Se puede atacar al sistema desde el exterior o desde el interior, sin embargo, en ambos casos, no se pueden perder de vista los inmensos sacrificios y costos que esto implica.
Cuando se habla de revolución, se tiende a pensar inmediatamente en una conflagración armada en la cual un grupo disidente que representa a la voluntad de su pueblo, remueve a un grupo político corrupto, tiránico o ineficaz del poder. Cuando dicho grupo disidente despoja del poder a su adversario y ocupa su lugar puede adoptar el mismo sistema político sobre el cual descansaba el grupo anterior o incluso intentar la implantación de uno nuevo. Como ejemplo tenemos a la revolución cubana, en la cual Fidel Castro y el Ché Guevara no solo removieron a Batista del poder en Cuba, sino que implantaron el comunismo como nuevo sistema político.

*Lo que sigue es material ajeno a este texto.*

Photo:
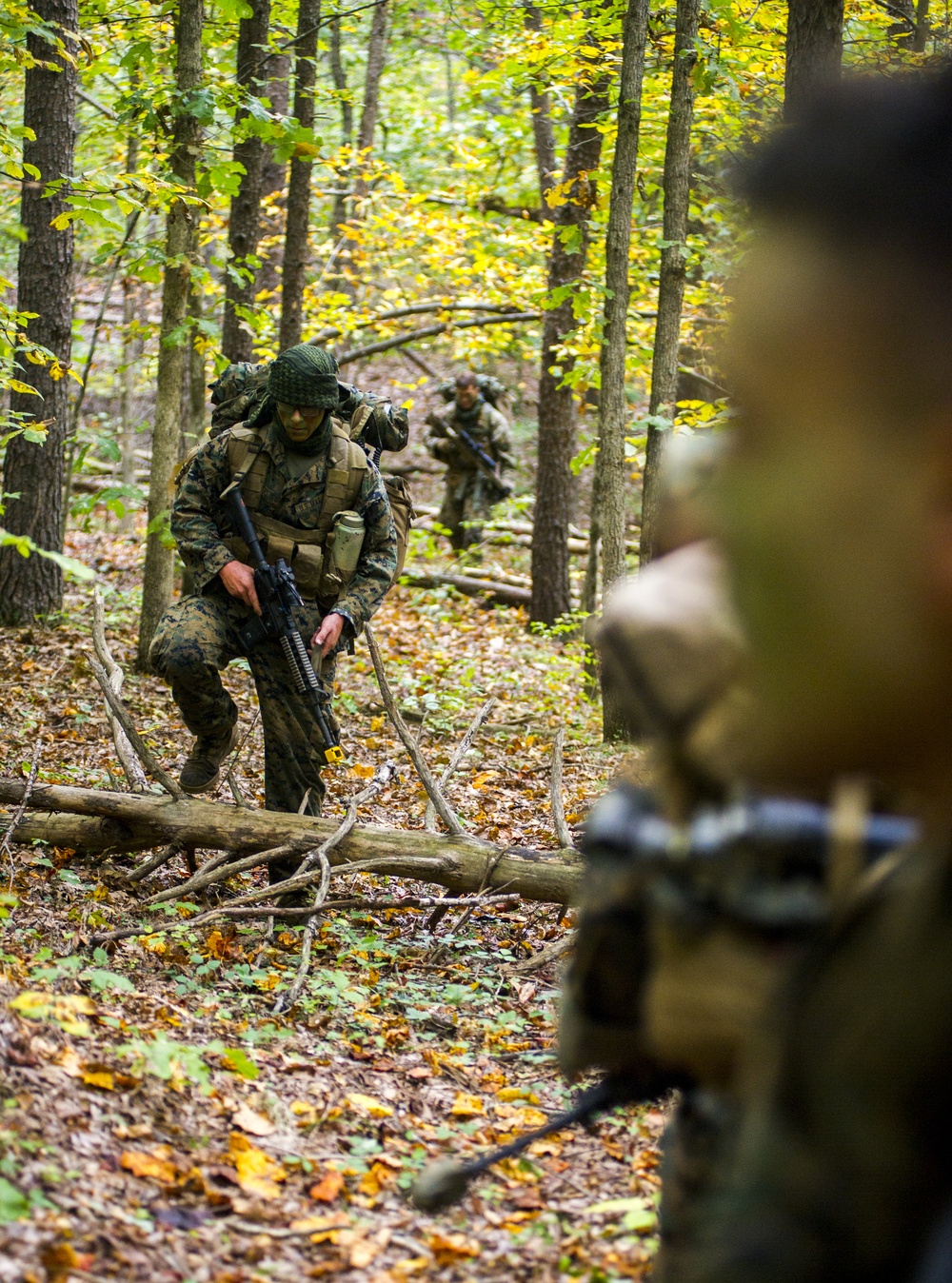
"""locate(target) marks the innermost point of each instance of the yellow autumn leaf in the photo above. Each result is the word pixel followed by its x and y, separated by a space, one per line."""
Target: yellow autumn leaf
pixel 368 1105
pixel 466 1106
pixel 151 1165
pixel 257 1173
pixel 99 1077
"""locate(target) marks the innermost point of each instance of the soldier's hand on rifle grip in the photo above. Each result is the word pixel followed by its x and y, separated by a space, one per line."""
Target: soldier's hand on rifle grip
pixel 328 634
pixel 239 580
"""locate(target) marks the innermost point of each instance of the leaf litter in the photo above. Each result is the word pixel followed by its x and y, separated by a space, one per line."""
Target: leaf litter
pixel 157 1123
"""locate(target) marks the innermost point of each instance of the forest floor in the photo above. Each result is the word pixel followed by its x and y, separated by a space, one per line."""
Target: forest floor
pixel 157 1123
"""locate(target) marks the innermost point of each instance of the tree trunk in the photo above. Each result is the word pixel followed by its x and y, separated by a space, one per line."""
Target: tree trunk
pixel 32 586
pixel 299 185
pixel 180 244
pixel 136 821
pixel 814 50
pixel 339 210
pixel 612 405
pixel 244 224
pixel 273 180
pixel 376 58
pixel 543 132
pixel 667 327
pixel 557 409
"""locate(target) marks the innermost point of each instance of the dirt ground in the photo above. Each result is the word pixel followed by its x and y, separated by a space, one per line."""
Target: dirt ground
pixel 158 1123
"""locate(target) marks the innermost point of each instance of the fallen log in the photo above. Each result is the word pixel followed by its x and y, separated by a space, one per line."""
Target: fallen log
pixel 99 820
pixel 507 594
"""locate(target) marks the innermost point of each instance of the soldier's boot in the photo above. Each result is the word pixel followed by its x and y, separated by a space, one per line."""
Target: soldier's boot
pixel 203 766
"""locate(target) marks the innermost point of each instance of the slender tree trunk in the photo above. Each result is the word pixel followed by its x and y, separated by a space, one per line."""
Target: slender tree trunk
pixel 922 26
pixel 129 353
pixel 376 59
pixel 273 180
pixel 180 240
pixel 32 585
pixel 339 212
pixel 543 132
pixel 299 185
pixel 557 408
pixel 814 50
pixel 244 225
pixel 609 493
pixel 667 328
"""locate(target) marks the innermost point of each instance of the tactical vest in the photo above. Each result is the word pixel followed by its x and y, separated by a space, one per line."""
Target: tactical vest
pixel 305 550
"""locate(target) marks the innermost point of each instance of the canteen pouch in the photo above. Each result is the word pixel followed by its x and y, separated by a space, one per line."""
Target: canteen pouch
pixel 342 553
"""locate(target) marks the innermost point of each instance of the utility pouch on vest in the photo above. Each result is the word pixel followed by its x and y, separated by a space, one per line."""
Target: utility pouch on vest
pixel 343 553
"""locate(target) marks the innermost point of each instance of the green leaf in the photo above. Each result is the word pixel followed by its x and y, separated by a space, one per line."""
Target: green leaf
pixel 13 1205
pixel 240 1062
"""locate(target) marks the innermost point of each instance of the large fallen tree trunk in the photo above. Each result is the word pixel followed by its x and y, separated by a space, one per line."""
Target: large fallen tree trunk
pixel 94 820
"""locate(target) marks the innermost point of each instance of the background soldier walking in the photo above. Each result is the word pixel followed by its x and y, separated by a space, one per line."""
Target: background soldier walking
pixel 471 485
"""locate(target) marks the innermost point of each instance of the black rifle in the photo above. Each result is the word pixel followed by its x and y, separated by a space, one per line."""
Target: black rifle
pixel 277 596
pixel 484 461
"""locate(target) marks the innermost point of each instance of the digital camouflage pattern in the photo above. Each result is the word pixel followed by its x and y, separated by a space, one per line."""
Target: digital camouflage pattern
pixel 199 520
pixel 196 638
pixel 195 641
pixel 468 496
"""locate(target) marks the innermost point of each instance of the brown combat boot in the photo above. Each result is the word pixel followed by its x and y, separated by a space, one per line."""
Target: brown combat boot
pixel 203 766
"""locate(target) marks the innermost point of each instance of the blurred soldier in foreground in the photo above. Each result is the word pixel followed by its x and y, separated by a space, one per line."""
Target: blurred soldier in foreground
pixel 475 442
pixel 837 521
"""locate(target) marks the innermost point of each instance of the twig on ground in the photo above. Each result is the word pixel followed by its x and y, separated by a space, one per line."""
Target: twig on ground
pixel 154 862
pixel 423 770
pixel 131 765
pixel 145 756
pixel 383 777
pixel 464 748
pixel 548 955
pixel 22 807
pixel 558 811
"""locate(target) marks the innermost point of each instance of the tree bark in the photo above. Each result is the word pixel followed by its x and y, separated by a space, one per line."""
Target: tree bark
pixel 299 185
pixel 543 132
pixel 136 821
pixel 613 415
pixel 244 224
pixel 273 180
pixel 180 247
pixel 814 50
pixel 557 408
pixel 32 586
pixel 376 59
pixel 667 327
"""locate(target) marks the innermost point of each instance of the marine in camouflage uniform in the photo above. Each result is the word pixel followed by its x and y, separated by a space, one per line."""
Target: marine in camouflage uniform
pixel 198 637
pixel 468 494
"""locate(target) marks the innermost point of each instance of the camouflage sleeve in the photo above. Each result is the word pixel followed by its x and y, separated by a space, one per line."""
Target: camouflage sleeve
pixel 387 427
pixel 198 513
pixel 377 563
pixel 501 438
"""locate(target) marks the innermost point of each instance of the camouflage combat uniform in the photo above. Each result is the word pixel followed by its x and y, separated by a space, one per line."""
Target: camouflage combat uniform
pixel 198 637
pixel 468 494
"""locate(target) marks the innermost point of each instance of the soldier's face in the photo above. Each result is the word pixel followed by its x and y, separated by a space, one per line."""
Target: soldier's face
pixel 299 421
pixel 836 512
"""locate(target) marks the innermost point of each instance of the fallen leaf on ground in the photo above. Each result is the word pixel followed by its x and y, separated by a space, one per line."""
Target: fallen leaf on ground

Este es un ejemplo de un ataque externo hacia el sistema llevado a sus últimas consecuencias. Sin embargo, lo cierto es que nadie desea más violencia en este país ni resulta creíble que un movimiento armado de la sociedad sea el camino para remover a la actual clase dirigente del poder. Sobra decir que nadie está buscando tampoco implantar un nuevo sistema político que reemplace a la vía democrática. La democracia es el único camino posible.
Nadie se atreve a luchar por un cambio profundo en el sistema, debido a que, de la misma forma en que éste nos oprime, también nos otorga nuestra estabilidad económica -por precaria que pueda ser-, nuestros servicios educativos y sanitarios, nuestras prestaciones sindicales -a aquellos que corren con la suerte de poder disfrutar de ellas- y en resumidas cuentas, el status quo sobre el que descansa la inmensa mayoría de la población. Por tal razón, nadie está dispuesto a atacar al sistema hasta el grado en que éste colapse, ya que eso implicaría renunciar a lo poco que nos queda.
Es impreciso hablar de una "lucha contra el sistema", ya que las cosas no son tan simples. El sistema no es el líder de un ejercito al que venceremos para llegar y ocupar su lugar. Nosotros -todos y cada uno de los miembros de la sociedad- somos el sistema. No se trata de destruirlo. Se trata de reformarlo.